[Python-Dev] RE: Python-Dev digest, Vol 1 #1637 - 11 msgs

Andy Robinson andy@reportlab.com
Tue, 2 Oct 2001 06:53:40 +0100


> If you want a very fast validating XML parser, RXP would also
> be a good choice -- AFAIK, the RXP folks would allow us to
> ship RXP under a different license than GPL which is then
> bound to Python.
> 
> Given the many alternatives, I am not sure whether going with
> expat is the right path... may be wrong though.
> 

Lucky I tuned in.  Reportlab has had great success with RXP.
We have a python wrapper, pyRXP, with binaries available for
several platforms.

It is GPLed at present.  They wish to keep GPL just in
case someone big comes along and wants their code for ten million
set-top boxes or something.  However, I persuaded them to grant
a license to let it be used through the Python binding under 
Python-like terms, as long as we invent the words and save 
them having to waste time on lawyers.  They would even be
happy for it to go into the Python distribution.  And 
we're happy to maintain the wrapper and binaries for 
several platforms, which we have to do for our customers 
anyway.

If one of the core Python team, who I know have long and 
painful experience of this stuff, would like to drop me a line, 
we can probably sort this out in a night.  

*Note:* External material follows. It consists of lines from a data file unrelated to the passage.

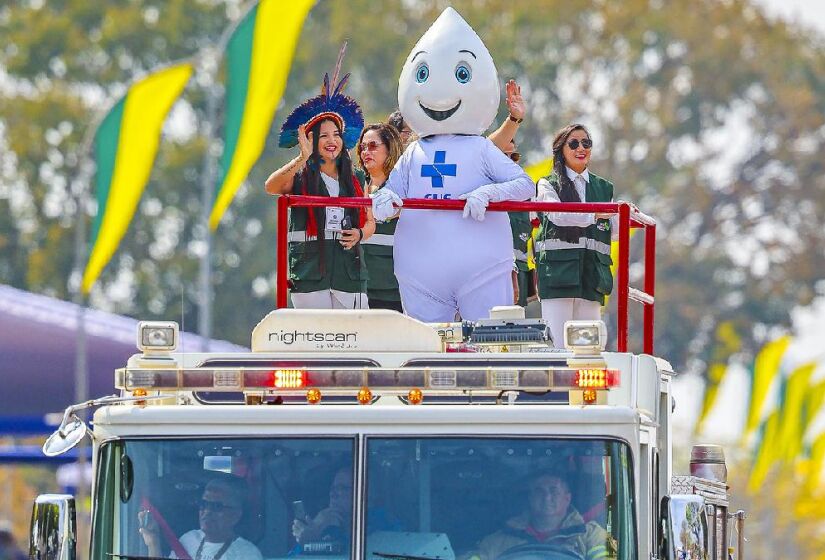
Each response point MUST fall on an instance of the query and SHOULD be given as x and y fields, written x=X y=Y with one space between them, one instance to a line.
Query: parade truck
x=368 y=434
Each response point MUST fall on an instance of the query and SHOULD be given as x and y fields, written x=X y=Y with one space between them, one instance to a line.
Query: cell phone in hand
x=299 y=510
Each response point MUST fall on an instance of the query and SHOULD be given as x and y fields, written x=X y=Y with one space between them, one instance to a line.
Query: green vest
x=580 y=269
x=521 y=228
x=343 y=270
x=378 y=256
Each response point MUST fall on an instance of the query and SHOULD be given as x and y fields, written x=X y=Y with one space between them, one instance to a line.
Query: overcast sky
x=810 y=13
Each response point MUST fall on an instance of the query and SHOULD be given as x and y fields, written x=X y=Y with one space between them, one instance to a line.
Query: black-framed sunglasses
x=369 y=146
x=213 y=506
x=573 y=144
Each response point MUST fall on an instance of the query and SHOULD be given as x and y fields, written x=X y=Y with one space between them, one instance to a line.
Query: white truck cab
x=369 y=435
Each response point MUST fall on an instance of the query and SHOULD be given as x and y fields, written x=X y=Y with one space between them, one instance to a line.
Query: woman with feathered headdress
x=325 y=255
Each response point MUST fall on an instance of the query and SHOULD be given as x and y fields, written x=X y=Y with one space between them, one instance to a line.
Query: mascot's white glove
x=477 y=201
x=382 y=204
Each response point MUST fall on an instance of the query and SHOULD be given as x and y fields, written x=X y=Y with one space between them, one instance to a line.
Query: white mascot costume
x=446 y=262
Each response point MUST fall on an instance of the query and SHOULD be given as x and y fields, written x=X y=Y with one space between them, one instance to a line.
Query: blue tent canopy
x=37 y=356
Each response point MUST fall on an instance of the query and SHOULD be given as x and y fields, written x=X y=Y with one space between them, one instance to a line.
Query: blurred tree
x=705 y=113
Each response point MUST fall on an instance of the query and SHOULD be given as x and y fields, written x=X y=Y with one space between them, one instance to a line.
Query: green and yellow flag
x=765 y=457
x=727 y=343
x=126 y=143
x=793 y=416
x=765 y=369
x=259 y=55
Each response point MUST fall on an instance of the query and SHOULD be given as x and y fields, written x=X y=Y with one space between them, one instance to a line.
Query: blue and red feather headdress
x=330 y=104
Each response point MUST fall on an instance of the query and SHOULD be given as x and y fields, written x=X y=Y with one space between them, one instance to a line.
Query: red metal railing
x=629 y=217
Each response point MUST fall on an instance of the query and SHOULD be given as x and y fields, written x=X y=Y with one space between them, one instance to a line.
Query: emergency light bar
x=347 y=381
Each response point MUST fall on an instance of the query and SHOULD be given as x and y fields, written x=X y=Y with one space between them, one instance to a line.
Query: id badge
x=335 y=215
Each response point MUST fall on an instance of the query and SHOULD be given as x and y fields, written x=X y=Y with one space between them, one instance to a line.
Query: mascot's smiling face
x=449 y=83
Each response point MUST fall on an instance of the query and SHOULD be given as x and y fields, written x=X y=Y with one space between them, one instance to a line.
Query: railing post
x=281 y=257
x=622 y=277
x=650 y=286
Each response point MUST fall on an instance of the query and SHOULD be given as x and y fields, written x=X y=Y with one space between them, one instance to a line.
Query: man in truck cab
x=219 y=511
x=549 y=523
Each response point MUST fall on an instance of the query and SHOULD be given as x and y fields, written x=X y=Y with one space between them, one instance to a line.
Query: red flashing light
x=289 y=378
x=597 y=378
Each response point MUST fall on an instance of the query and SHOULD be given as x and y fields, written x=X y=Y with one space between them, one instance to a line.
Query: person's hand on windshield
x=150 y=532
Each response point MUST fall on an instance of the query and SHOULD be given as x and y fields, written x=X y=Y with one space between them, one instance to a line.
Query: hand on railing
x=382 y=204
x=476 y=204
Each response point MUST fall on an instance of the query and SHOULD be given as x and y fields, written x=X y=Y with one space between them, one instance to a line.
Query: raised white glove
x=382 y=204
x=476 y=203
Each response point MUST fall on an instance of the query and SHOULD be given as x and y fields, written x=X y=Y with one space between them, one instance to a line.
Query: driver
x=549 y=521
x=219 y=511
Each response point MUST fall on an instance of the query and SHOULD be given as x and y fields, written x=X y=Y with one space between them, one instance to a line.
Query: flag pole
x=211 y=61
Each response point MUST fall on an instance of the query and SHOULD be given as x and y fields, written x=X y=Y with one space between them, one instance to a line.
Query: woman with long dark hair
x=573 y=250
x=325 y=255
x=379 y=148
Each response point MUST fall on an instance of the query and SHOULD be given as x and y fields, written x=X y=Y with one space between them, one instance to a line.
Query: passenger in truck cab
x=219 y=512
x=333 y=523
x=548 y=523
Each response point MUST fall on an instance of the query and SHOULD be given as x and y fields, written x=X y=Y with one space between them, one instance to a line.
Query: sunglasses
x=213 y=506
x=587 y=143
x=369 y=146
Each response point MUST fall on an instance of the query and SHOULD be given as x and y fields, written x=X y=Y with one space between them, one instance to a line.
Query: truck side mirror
x=53 y=534
x=683 y=528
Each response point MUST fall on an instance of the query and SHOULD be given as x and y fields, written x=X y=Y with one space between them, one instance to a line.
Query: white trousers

The other thing we found very useful was our representation.
We make reports, and ML is a common data source; so our goal
is typically to slurp XML into memory as fast as possible,
with validation.  We eventually hit on a 'tuple tree':
each tag is represented as 
  (tagname, attrs, list-of-children, spare)
We get there about 6x faster than the fastest alternative
parser we know, because all the work is done in C; with
typical use of other parsers you call back into Python
on every tag.  The tree structure is a fraction of the
size in memory of what gets created by models using
objects for every node.  It would be very easy to add
this as an alternative interface to expat as well.  So
then Python users could have a choice of tree or events,
and validating or non-validating, all done in C and
in the standard distribution.

Andy Robinson
CEO/Chief Architect, Reportlab Inc.